# Xbox 360 to P.C (media sharing)



## fivetoes (Jan 22, 2007)

Please help guys...............!

I have a 360 Elite wired to a Belkin Router. I use my laptop to connect through same router wirelessly. Now I can connect to Xbox live perfectly but I cannot seem to find the laptop on the 360 so that I can stream music, pics etc to it. I have WMP11 installed and sharing on (laptop has found the 360) but the 360 just cannot find it.

This is driving me insane!

Please help.................................


----------



## dxj (Jul 31, 2007)

Are you running Windows Media Center?

I believe you need that as your OS to share.


----------



## fivetoes (Jan 22, 2007)

Have Windows Media 11 installed. 
Used to have 360 then got rid for a PS3 then swapped back for an Elite! (crazy I know). It used to work fine but now the 360 cannot find my laptop.........aarrghhhhhhhh!!!


----------



## ebackhus (Apr 21, 2005)

I haven't tried WMP 11 (I really don't like it!) but the Zune software does the job for me.


----------



## fivetoes (Jan 22, 2007)

Tried the Zune software and still nothing.

Any help will be much appreciated (before I place some C4 under both machines)!


----------



## unbrokenmirror (Jan 20, 2008)

see if you can help me here click link http://www.techsupportforum.com/f219/watch-live-tv-on-the-360-a-226373.html


----------



## Van Hel Singh (Jul 24, 2006)

You need to download the software on your laptop
www.xbox.com/pcsetup
Then search for another computer and your 360 should give you a code, which you must input into the laptops software setup screen.


----------



## nikeman (Oct 4, 2006)

do you have to download that software even if you have vista? I have done everything to get my 360 connected to the media center and it all works except the actual connecting part. Its all set up, with the 8 digit code they gave me, but when it tries to connect it says 

Your Xbox 360 has been disconnected because an application opened UI unexpectedly. Would you like to reconnect?

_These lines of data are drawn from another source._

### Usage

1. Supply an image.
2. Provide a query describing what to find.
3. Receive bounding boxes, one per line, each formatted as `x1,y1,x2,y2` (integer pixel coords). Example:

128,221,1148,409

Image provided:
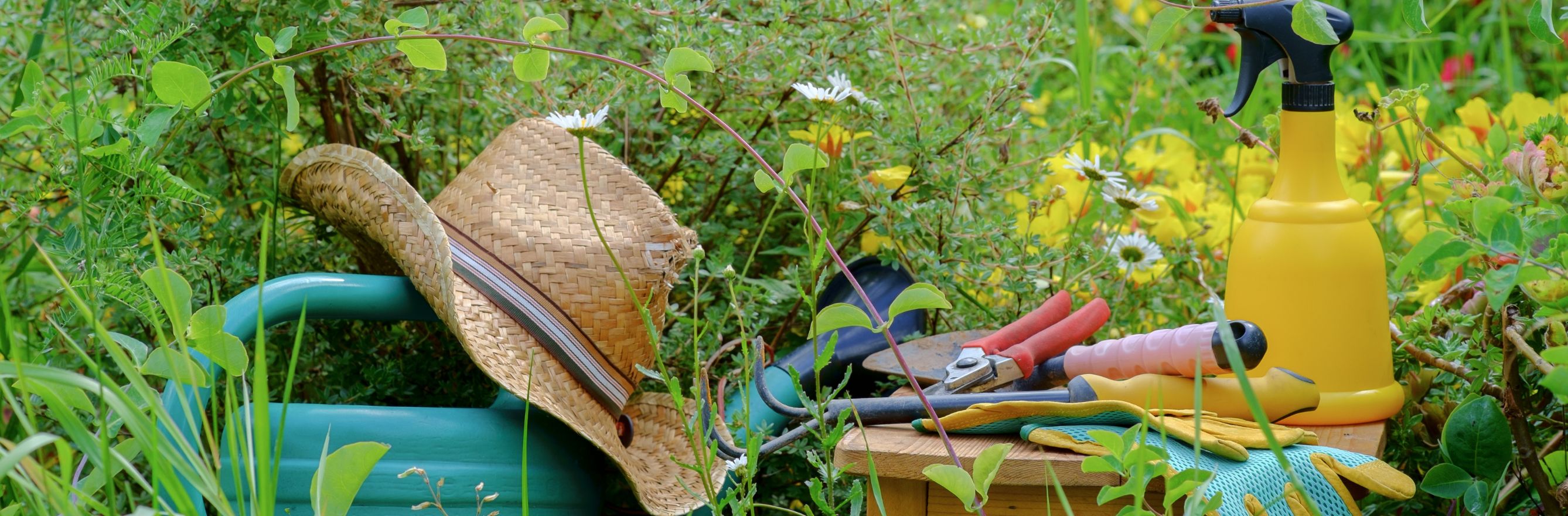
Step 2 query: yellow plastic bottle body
1225,111,1405,425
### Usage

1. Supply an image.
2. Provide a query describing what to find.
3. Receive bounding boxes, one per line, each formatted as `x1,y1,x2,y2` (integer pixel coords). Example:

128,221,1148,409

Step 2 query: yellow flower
861,230,892,254
1454,97,1496,140
281,133,304,155
1502,91,1552,128
865,165,912,191
789,124,872,158
659,174,685,202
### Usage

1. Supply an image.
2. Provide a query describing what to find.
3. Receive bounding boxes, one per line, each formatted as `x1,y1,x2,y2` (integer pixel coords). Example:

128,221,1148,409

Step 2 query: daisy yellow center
1083,167,1106,181
1116,246,1148,263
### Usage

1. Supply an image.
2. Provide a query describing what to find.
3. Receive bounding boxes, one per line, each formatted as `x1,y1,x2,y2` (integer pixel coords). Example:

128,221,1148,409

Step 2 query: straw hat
281,119,724,514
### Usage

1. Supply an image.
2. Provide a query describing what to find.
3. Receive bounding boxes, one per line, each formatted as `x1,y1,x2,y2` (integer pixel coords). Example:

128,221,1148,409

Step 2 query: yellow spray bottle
1211,0,1405,425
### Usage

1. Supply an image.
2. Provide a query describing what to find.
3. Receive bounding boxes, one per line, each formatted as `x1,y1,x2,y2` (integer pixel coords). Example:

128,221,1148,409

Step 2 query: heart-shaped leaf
397,30,447,70
149,61,212,111
141,267,191,331
888,282,953,320
921,464,975,513
1440,395,1513,480
141,347,210,388
1290,0,1339,46
1420,463,1475,500
810,303,874,337
511,49,550,83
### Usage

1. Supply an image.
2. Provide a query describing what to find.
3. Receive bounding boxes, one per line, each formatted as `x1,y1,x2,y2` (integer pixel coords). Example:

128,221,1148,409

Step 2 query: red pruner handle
963,290,1072,354
997,298,1110,373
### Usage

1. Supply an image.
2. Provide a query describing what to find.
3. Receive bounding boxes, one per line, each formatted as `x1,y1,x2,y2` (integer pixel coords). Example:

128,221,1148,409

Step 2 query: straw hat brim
281,144,724,514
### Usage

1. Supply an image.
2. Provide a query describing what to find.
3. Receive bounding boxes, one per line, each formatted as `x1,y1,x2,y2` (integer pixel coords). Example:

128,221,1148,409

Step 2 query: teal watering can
160,259,925,516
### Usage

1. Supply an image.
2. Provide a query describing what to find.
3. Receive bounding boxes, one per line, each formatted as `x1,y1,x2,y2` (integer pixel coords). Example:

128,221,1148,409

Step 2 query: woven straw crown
281,119,723,514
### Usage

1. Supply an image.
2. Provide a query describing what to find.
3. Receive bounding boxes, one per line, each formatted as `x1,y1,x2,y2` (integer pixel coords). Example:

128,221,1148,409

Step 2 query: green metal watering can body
158,273,800,516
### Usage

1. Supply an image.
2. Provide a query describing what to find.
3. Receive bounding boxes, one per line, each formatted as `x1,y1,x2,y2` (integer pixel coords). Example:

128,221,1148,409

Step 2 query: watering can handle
158,273,436,516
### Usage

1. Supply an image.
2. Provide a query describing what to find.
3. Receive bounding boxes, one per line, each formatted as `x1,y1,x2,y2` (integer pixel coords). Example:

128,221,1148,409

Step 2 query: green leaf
1400,0,1431,35
137,108,180,146
0,114,44,138
888,282,953,320
191,331,251,376
1392,229,1454,282
108,331,148,364
397,30,447,70
1290,0,1339,46
397,8,430,28
1440,395,1513,480
751,168,778,192
254,35,278,58
1463,480,1491,514
19,61,46,104
1143,8,1190,52
311,441,392,516
779,142,828,182
632,364,665,383
810,332,839,374
149,61,212,111
0,432,60,477
511,49,550,83
273,25,299,53
1527,0,1563,44
1483,263,1519,311
1542,347,1568,364
1420,463,1475,500
522,16,566,42
809,303,874,337
141,267,191,331
1542,450,1568,486
273,64,299,132
381,17,409,36
1540,366,1568,403
141,347,209,388
921,464,975,513
81,138,130,158
1471,196,1513,237
972,442,1013,504
659,74,691,113
665,47,714,82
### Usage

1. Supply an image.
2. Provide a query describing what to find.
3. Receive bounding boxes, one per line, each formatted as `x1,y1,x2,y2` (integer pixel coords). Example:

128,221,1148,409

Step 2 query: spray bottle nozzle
1209,0,1355,116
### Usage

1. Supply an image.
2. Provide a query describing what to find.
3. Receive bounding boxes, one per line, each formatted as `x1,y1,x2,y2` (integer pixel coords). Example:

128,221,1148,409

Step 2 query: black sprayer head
1209,0,1355,116
1209,320,1269,372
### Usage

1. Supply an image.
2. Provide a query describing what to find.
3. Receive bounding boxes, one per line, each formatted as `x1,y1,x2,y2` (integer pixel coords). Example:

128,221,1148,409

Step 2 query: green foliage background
9,0,1568,513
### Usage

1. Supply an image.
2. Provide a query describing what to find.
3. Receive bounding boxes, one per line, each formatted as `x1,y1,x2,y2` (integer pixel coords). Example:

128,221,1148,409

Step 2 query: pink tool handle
997,298,1110,378
1063,323,1231,378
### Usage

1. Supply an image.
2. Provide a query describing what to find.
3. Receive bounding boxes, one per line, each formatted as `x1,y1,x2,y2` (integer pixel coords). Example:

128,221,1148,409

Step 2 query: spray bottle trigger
1225,25,1286,118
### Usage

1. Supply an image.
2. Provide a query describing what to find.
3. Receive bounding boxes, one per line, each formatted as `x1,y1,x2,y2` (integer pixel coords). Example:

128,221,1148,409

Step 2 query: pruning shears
925,292,1110,395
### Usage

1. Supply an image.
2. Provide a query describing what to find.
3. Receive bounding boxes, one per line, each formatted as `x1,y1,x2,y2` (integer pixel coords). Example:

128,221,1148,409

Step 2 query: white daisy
1106,234,1165,276
1099,184,1160,212
544,105,610,137
828,72,881,107
790,83,854,104
1066,152,1127,186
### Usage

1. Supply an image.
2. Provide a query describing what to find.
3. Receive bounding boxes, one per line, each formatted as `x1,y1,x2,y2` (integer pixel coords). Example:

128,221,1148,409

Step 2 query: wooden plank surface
833,422,1385,490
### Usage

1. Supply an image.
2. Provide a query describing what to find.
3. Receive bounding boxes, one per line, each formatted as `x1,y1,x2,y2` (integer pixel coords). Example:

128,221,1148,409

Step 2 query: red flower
1443,52,1475,88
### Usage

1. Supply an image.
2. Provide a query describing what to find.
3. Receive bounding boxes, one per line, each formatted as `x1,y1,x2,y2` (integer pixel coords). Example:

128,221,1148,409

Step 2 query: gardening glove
1021,417,1416,516
914,400,1317,461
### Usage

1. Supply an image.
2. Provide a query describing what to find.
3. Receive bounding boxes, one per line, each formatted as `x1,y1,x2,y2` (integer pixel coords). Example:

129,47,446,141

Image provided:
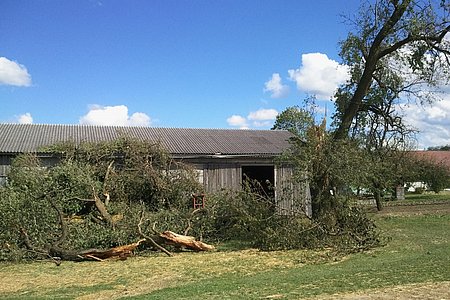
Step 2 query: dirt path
310,281,450,300
371,201,450,215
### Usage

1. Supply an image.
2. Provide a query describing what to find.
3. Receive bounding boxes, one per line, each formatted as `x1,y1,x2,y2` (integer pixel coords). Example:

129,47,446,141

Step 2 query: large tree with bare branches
334,0,450,140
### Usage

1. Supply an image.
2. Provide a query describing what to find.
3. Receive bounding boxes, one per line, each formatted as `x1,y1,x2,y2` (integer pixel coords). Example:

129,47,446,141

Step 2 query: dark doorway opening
242,166,275,198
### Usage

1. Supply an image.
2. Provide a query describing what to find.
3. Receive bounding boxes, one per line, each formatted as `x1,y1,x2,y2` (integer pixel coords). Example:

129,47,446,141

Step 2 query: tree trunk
373,189,383,211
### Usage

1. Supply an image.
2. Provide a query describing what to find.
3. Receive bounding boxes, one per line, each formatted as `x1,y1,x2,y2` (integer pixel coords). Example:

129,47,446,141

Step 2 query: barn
0,124,311,215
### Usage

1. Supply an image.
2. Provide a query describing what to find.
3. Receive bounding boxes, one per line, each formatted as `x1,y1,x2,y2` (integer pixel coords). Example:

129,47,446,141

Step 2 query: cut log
159,231,215,251
49,239,146,261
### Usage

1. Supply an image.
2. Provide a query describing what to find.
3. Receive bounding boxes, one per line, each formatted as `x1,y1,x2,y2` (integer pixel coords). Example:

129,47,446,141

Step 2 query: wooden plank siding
203,163,242,193
275,165,312,217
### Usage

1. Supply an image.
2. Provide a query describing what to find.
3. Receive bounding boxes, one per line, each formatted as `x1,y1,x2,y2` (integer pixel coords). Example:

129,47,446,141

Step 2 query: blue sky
0,0,450,146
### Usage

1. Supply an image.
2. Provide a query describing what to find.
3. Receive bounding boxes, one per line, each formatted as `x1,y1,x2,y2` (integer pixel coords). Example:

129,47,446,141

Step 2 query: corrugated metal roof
0,124,292,155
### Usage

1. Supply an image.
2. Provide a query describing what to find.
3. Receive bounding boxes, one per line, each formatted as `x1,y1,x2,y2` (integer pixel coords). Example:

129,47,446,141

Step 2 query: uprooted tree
0,139,214,260
0,139,380,264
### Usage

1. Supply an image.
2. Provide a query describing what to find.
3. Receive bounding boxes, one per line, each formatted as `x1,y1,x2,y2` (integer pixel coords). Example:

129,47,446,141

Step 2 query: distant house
408,151,450,192
0,124,311,216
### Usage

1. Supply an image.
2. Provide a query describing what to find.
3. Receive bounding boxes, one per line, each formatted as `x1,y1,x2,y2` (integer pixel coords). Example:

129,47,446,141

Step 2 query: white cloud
80,105,151,126
227,108,278,129
227,115,248,129
401,94,450,149
17,113,33,124
247,108,278,121
288,53,350,99
264,73,289,98
0,57,31,86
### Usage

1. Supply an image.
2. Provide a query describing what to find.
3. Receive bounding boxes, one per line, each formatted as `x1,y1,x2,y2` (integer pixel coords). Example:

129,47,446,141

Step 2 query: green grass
134,215,450,299
0,207,450,299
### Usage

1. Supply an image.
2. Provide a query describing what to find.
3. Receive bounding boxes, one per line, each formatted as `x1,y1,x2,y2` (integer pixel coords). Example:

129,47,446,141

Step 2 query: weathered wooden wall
275,165,312,217
203,163,242,192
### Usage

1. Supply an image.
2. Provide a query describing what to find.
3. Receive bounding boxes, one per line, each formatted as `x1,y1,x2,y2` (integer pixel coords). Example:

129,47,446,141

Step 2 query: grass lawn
0,203,450,299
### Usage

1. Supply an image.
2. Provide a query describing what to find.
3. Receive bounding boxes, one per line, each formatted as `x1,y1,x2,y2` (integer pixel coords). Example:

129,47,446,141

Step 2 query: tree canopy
334,0,450,139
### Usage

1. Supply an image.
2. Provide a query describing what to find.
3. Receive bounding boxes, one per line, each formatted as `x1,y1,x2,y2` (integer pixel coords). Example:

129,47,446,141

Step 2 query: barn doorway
242,166,275,198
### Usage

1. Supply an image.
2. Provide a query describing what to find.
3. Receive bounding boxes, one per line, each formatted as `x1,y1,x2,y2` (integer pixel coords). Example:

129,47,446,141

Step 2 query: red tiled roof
412,151,450,169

It says that over and over and has not once connected to media center. I see the computer on the 360 and I see the 360 on the computer but it wont connect to media center. When I look in the file log is mentions something about my router being the cause. I am able to connect to xbox live flawlessly and my router says it Xbox Live approved, so I don't know why it could cause this...


----------



## Aus_Karlos (Mar 10, 2007)

In WMP 11 go to Tools> Options a window will open. Click the Tab Library and press the button "Configure Sharing". Another window will open. 
Tick the box "Share my Media" and press ok.

For this next step make sure your Xbox is switched on and is connected to the network.

You may have to wait a while for your Xbox to appear in the list or refresh by re-opening the window again. The Xbox will be labeled, Xbox or Unknown device. Click the device/xbox when it appears and click "allow".

Now go to your Xbox and look under library, it may take some time to load but it should all be there. Its worked for my PS3..


----------



## she haunts me (Mar 11, 2008)

TVersity, and Winamp Remote are alternatives. TVersity is good and a friend of mine swears by Winamp Remote. The Zune software works as does the Media Center Extender (if you have Media Center on your PC.) Make sure you disable media sharing in WMP11 before attempting to stream with another program. If you can't get any of the mentioned programs running check your firewall settings and make sure the particular program is allowed. Hope that helps a little. Good luck. Hope it works out! :wink:


----------